Sono in viaggio, qualche giorno sul lago di Como ( da cui il titolo del post ). In aereo ho fatto fuori arretrati a chili di giornali e riviste tra cui l’ultimo New York magazine titolato Television : The Revolution. A leggerlo si capisce, in mezzo a molto altro, che la rivoluzione sta nei pubblici diversi che si sono spalmati sulle diverse piattaforme, terremotando la staticità dei palinsesti.
La tele-visione sta trasformandosi in una visione frammentata che allunga sempre di più la curva dell’ascolto monitorata dalla Nielsen e concorrenti che non mollano i telespettatori e li seguono ovunque e a qualunque ora siano davanti ad un video, piratando, acquistando, guardando in differita, live la tivù che “la g’ha na forsa de leun”. Non so come fanno ma lo fanno perche’ gli inserzionisti vogliono sapere se stanno buttando soldi nel primetime o no. Si diffondono strumenti che permettono di saltare le pubblicità e guardarsi le serie di seguito senza interruzioni. Con la non trascurabile controindicazione che le serie stesse sono finanziate da Madison Avenue e quindi la contraddizione in seno al popolo degli studios continua ad essere risolta con le vendite all’estero ma al mercato domestico i conti rischiano di non tornare.
Sta finendo l’era della tele-visione passiva, quella su cui per decenni la Procter and Gamble ha riversato fiumi di denaro.
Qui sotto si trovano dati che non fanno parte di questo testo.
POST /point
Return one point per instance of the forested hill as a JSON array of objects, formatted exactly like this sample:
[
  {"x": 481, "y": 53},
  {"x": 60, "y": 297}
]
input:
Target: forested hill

Ora braccare il telespettatore e’ la nuova mission degli advertisers e i social networks con Twitter e il liveblogging stanno rivoluzionando l’ascolto. Il bello e’ che questo pubblico più digitalmente evoluto e’ quello che guarda live la TV come quello più’ passivo che esiste, affondato semimorente nei divani tra sacchi di patatine e popcorn. La visione in diretta, molto cara ai pubblicitari, e’ salvata da questo nuovo esercito di telespettatori critici che misurano ogni scena, ogni dialogo delle serie preferite. Dice, sul New York magazine, Shonda Rhimes ( Grey’s Anatomy, Scandal ) l’unica autrice di pelle nera che abbia sfondato in un mondo di uomini e di emergenti giovani donne bianche, che ad ogni messa in onda segue ansiosa cosa dicono i suoi 160mila followers su Twitter in tempo reale. I programmi vengono costruiti pensando alla battuta fulminante, alla scena che può rimbalzare su You Tube costruendo l’istantaneo fenomeno ( come la Zou Zou Bisou di Mad Men ).
La rivoluzione e’ in questa visione comune che offre alla Rhimes 160mila critici a puntata. Spettatori motivati, coinvolti, innamorati, appassionati. Proprio quello che vuole Madison Avenue che temeva che il giocattolo si fosse rotto. Tutto sta a beccarli questi new new angeli custodi della old television.